Mechanizmy uzależnienia
Osoby uzależnione działają na podstawie trzech mechanizmów:
Nałogowego regulowania uczuć
Substancje i czynności uzależniające wyciszają trudne emocje, których uzależnieni nie chcą doświadczać. Pozwalają zapomnieć o codziennych problemach i poprawiają samopoczucie. Osoby uzależnione nie potrafią radzić sobie z doświadczanymi problemami i pragną całkowicie je wypierać. Wpadając w sidła uzależnienia, wreszcie odnajdują na to sposób.
Iluzji i zaprzeczania
niemożliwość wyobrażenia sobie życia bez nałogu prowadzi do licznych manipulacji (zarówno otoczenia, jak i samego siebie).

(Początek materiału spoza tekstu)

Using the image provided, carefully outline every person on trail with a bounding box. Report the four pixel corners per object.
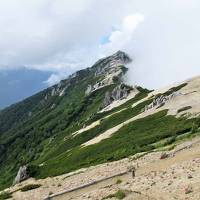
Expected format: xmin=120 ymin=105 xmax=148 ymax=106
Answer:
xmin=128 ymin=166 xmax=136 ymax=178
xmin=131 ymin=167 xmax=136 ymax=178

Nałóg powoduje zaburzone funkcjonowanie poznawcze, w którym szczególnie trudno dostrzec jego szkodliwość. Tylko dzięki temu można dalej żyć w uzależnieniu.
Rozproszonego i rozdwojonego ja
Picie alkoholu, branie narkotyków lub wykonywanie uzależniających czynności podnosi samoocenę oraz poczucie sprawczości. W osobach uzależnionych aktywuje się tzw. „ja potężne”. Okresom trzeźwości towarzyszy „ja upadłe”: niskie poczucie własnej wartości, przygnębienie, poczucie braku sensu, smutek oraz rozdrażnienie.

Uzależnienie emocjonalne
Osoby uzależnione najczęściej mają bagaż trudnych doświadczeń wczesnodziecięcych, które uniemożliwiły im wykształtowanie umiejętności regulowania własnych emocji. Z tego względu uzależnieni potrzebują zewnętrznych stymulantów, aby czasowo pozbyć się odczuwanego napięcia. Takie osoby na ogół nie są nawet w stanie nazwać doświadczanych uczuć: smutku, lęku czy poczucia samotności. Tymczasowe blokowanie ich odczuwania przynosi ulgę, jednak powracają wraz z trzeźwością oraz powrotem do codzienności. Używki i uzależnienia behawioralne nie rozwiązują bowiem problemów, a wręcz uniemożliwiają ich przepracowanie. Tworzy to błędne koło, które potęguje zarówno trudne emocje, jak i samo uzależnienie.
System iluzji i zaprzeczeń
Każde uzależnienie prowadzi do zaburzenia procesów myślowych. Osoba uzależniona uważa, że w każdej chwili może zerwać z nałogiem, o czym próbuje przekonać swoje otoczenie. Jednocześnie zaprzecza chorobie i szuka wymówek, by kontynuować swoje szkodliwe zachowania. Charakterystyczne dla systemu iluzji i zaprzeczeń jest:
• minimalizowanie – „tylko jedno piwko, tylko jeden kieliszeczek”,
• racjonalizowanie – „dzisiaj piję, bo jest weekend”, „kupiłam to, bo była promocja”,
• odwracanie uwagi – „wujek to dopiero ma problemy z alkoholem”, „ona je więcej ode mnie”,
• obwinianie innych – „biorę narkotyki, bo nie dajesz mi wsparcia”,
• nierealne plany i wyobrażenia – „od jutra nie piję”, „zaczynam oszczędzać pieniądze”,
• koloryzowanie wspomnień – „wcale nie byłem taki pijany”, „przecież dobrze się bawiliśmy”.
Poczucie kontrolowania uzależnienia
Osoby wypierające swoje uzależnienie często mają złudne poczucie kontroli nałogu. Przykładowo zaniżają ilość spożytego alkoholu lub zamieniają mocniejsze trunki na słabsze. Próby kontrolowania nałogu są bardzo męczące. Takie zachowanie zawsze prowadzi do powrotu do starych nawyków, ze wzmożoną siłą. Przyznanie się do braku kontroli wzbudza wstyd. Tymczasem w procesie terapeutycznym osoby uzależnionej kluczowe jest uznanie swojej bezsilności względem nałogu. Dopiero to jest w stanie doprowadzić do podjęcia decyzji o całkowitej abstynencji i leczeniu uzależnienia.
Zaburzone relacje z innymi ludźmi
W terapii uzależnień bardzo ważna jest praca nad relacjami. Ich naprawa powinna przebiegać równolegle z leczeniem osoby uzależnionej. Nałogi niszczą małżeństwa, rodziny oraz przyjaźnie. Silnie koreluje z nimi przemoc domowa, nieobecność i zaniedbania. Partnerzy osób uzależnionych popadają we współuzależnienie, a dzieci doświadczają syndromu DDA (Dorosłe Dzieci Alkoholików).